Para Orlowski, os problemas são solucionáveis. “São códigos que as pessoas criaram e que podem ser alterados. Ou as plataformas vão fazer por conta própria, ou a regulação vai forçá-las a fazer. O que me preocupa é o quanto isso vai demorar e as consequências”, diz. Já Harris defende que a mudança deve envolver toda a sociedade. “Entramos nesta era das trevas, em que as pessoas não sabem em que acreditar, em que perdemos a verdade. Não podemos contar com as plataformas para consertar isso. Eles não podem, em um passe de mágica, fazer com que todos que estão compartilhando informações falsas parem de fazer isso. Precisamos mudar em um nível cultural, compartilhando esse entendimento, fazendo com que as pessoas assistam ao documentário, conversando com nossa família, na escola, no trabalho.”

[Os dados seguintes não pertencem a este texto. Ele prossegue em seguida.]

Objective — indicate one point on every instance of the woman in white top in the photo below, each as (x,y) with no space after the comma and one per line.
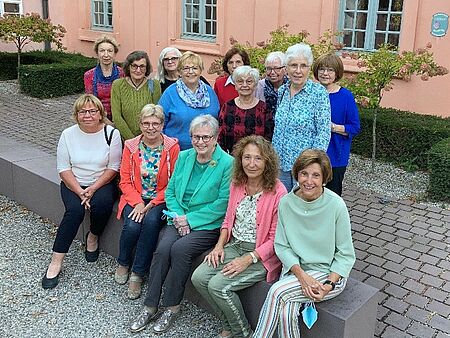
(88,159)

“Entramos nesta era das trevas, em que as pessoas não sabem em que acreditar, em que perdemos a verdade. Não podemos contar com as plataformas para consertar isso.” Tristan Harris

Orlowski não descarta os benefícios de uma rede social. “São sistemas que podemos usar para nos conectar e também podem ser positivos? Sem dúvida. Acho que poderíamos ter boas plataformas, que são projetadas para a sociedade, mas não é o caso de YouTube, Instagram e Facebook.”

Para Tristan, há modelos mais positivos para essas redes, mas provavelmente são diferentes do que temos agora. “Espero que a gente migre para algo melhor. Como Jarron Lanier (cientista da computação e autor de Dez Argumentos para Você Deletar Agora Suas Redes Sociais) diz no filme: ‘Os críticos são os verdadeiros otimistas, porque dizem ‘isto é burro, podemos fazer algo melhor’.”